Commander Chris Hadfield speaking at Principal Tech. Photo: Finbarr O’Rourke
Principal Tech – a collaboration between Dublin Tech Summit and Principals Club – gathered together major international speakers, C-Suite business people and political leaders for an intimate dinner at Trinity Dining Hall
Following Dublin Tech Summit where major leaders across multiple industries gathered to speak for two days on all things tech-related, Principals Club hosted a special dinner with Dublin Tech Summit honouring Commander Chris Hadfield and Electronic Arts founder Jeff Burton.
Principals Club Chairman Ian Hyland last night invited a select number of key leaders from business and political life to celebrate ‘leaders in business, technology, innovation and community who have not only captured reality but reimagined it.’
Everyone in this room have challenged orthodoxies – Orthodoxies like ‘the earth is flat’ or there ‘there will never be driverless cars’ or ‘phones have a physical keyboard’ and this year particularly ‘we will never send someone to the moon.’ Tonight we are recognising two individuals who have challenged the status quo and reimagined reality and shaped the world we live in today.
Introducing the first honouree, Mr Hyland said about Commander Hadfield,
“At some stage in our youth we all dreamed of going to space. But Chris Hadfield turned a boyhood dream into reality… inspired by Neil Armstrong over fifty years ago.

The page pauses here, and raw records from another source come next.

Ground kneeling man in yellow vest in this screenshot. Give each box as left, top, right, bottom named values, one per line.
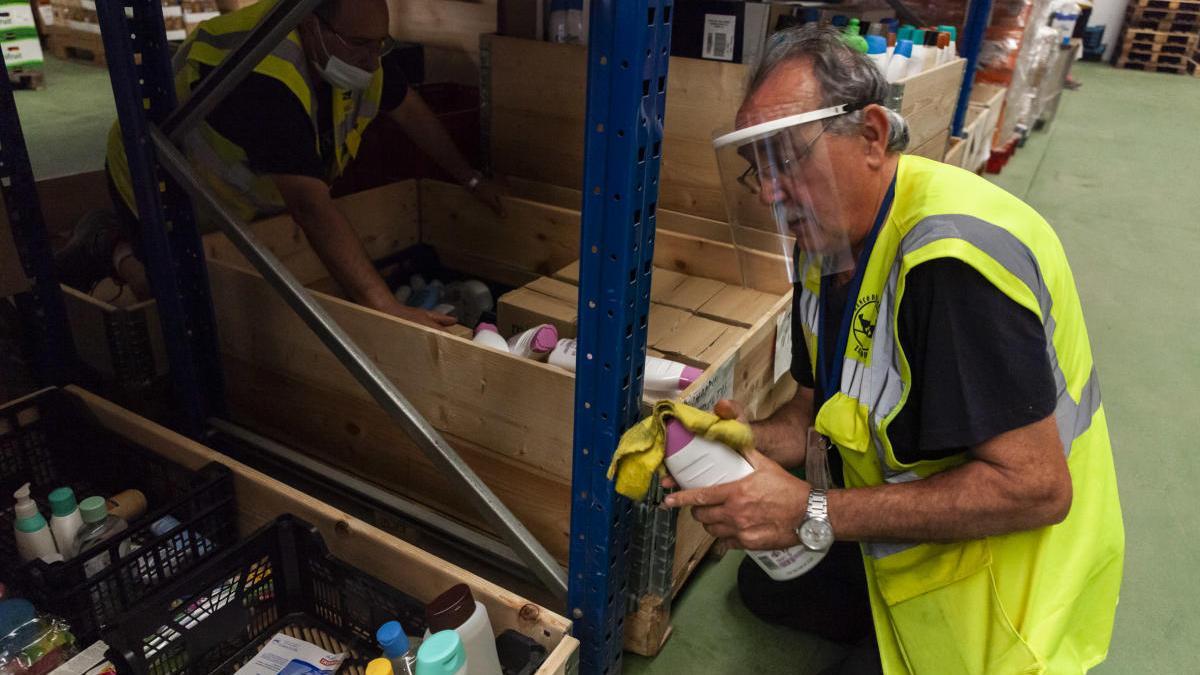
left=105, top=0, right=500, bottom=329
left=666, top=25, right=1124, bottom=675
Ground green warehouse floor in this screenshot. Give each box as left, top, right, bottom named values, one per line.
left=15, top=57, right=1200, bottom=673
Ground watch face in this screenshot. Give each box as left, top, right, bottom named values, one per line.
left=800, top=518, right=834, bottom=550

Speaking earlier today at Dublin Tech Summit, Chris said ‘We need to change ourselves to be who we need to be.’ Chris inspires us all to be who we need to be.”

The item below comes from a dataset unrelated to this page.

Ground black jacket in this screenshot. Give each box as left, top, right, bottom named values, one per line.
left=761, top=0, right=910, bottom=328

‘You have a responsibility to educate someone else’
Commander Chris Hadfield, who gave a keynote address at Dublin Tech Summit, spoke about his love for Ireland and his awe and appreciation of Trinity College, where his daughter earned her PhD.
Drawing on themes from his speech at DTS he spoke about the importance of not only bettering oneself at all times, but also the responsibility that each and every one of us has to give back and educate ‘at least one other person.’
To go through the library in this school is to walk through one of those places that makes you feel both small and incredibly privileged. To walk down the aisle of books with the great arch of ceiling above your head you recognise the depth of thought that has led to all the tings that have happened… That feeling of both anticipation but also your own ability. I love the feeling an ancient school like this gives.
He continued, “If you are the lucky recipient of an event like graduating from a place like this (Trinity) or been allowed to do a space walk, then you have a great debt. You owe the people who allowed you to do this thing. And I think everyone here owes at least one other person an education. If you’re not helping one other person directly to become educated, you should be. It’s a straight pay back.”
Founding Electronic Arts and touching people’s imagination
Introducing Jeff Burton, Ian Hyland mentioned how for most people in the room growing up their experience of games would have been as arcade games, until Electronic Arts. He said, ‘It’s hard to imagine that any imagination has not been shaped by Jeff Burton’s ability to see things differently.”
Mr Burton took to the podium and addressed the crowd, touching on his drive to help people reach their personal goals, the power of collaboration and his own involvement with start ups in Europe as a member of the Board of Advisors of Start Up Europe, an EU Commission-based organisation.
Diversity is possible and the cross-fertilisation that is inevitable when you pull together people from different cultures and you combine their thinking is a tremendously creative process and the EU is now engaged in trying to integrate all these centres of innovation and start up ecosystems. It’s very powerful when they can exchange thoughts and ecosystems from other parts of the EU.